En Bolivie, le gouvernement a décrété l’urgence nationale, alors que les pluies torrentielles continuent d’affecter de nombreuses régions. La population s’alarme de crues toujours plus fréquentes et songe à déménager loin des rives et de leurs terres ancestrales.
La tâche est titanesque, et cela fait trois jours et trois nuits qu’ils s’y attellent. Ces riverains du fleuve Beni, à Rurrenabaque, ont déjà noyé 800 sacs de sable dans l’eau, le long de la berge, pour tenter de contenir la montée du fleuve.

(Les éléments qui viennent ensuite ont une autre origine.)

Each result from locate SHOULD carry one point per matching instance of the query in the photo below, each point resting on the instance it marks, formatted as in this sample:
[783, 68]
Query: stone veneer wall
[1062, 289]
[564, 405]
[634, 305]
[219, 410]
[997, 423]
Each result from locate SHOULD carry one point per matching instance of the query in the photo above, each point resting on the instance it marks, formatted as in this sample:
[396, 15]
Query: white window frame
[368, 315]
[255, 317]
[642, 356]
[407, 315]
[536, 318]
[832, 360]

Pour Ronald, c’est déjà trop tard. « Ici, il y avait ma maison : 12 mètres de long, sur 6 mètres de large », raconte-t-il, en montrant les eaux sombres et turbulentes, « et maintenant il n’y a plus rien, il ne reste que les poteaux. Cela faisait 29 ans que je vivais ici. L’eau a tout emporté. Je n’ai presque rien pu sauver.Tant d’années et tellement d’efforts, pour tout perdre du jour au lendemain ».
Abri de fortune
La maison de sa mère, voisine de la sienne, menace de s’écrouler. Depuis cinq jours, ils ont donc improvisé un abri de fortune dans la rue, sous une bâche en plastique, sous lequel ils s’entassent à 22 personnes, dans 8 mètres carrés. En pleine humidité, et à la merci des infections et des moustiques. Sa jeune sœur, Rocio, tient un bébé dans ses bras : « On a peur de vivre ici au bord du fleuve, car nous exposons nos vies et celles de nos familles. On a peur, car notre maison peut être emportée. Et après nous devons vivre des jours entiers comme ça dehors. »
Dans le centre-ville de Rurrenabaque, principale destination touristique de l’Amazonie bolivienne, l’eau du fleuve inonde les rues après avoir fait céder en plusieurs endroits l’avenue côtière.
Glissement de terrain
Sur une colline, un glissement de terrain a privé il y a dix jours la population d’accès à l’eau potable. « Les familles sont désespérées. Nous avons 3 000 personnes vivant dans des refuges, et il y a plus de 15 000 personnes dans la ville qui sont très inquiètes, car elles n’ont pas d’eau », explique Yerko Nunez, le maire de Rurrenabaque. « Les besoins prioritaires, c’est l’alimentation, les médicaments. Trouver un matelas et un endroit pour que les sinistrés puissent dormir. Nous avons reçu de l’aide du gouvernement, mais c’est très peu par rapport à toute la population que nous avons. »
Le dernier bilan officiel fait état de 38 morts, près de 47 000 familles sinistrées, et près de 10 000 hectares de récoltes détruits. Environ 300 000 têtes de bétail sont en danger, d’après la Fédération régionale des éleveurs du Beni. 9 000 sont déjà mortes, ce qui représente une perte de 4 millions d’euros.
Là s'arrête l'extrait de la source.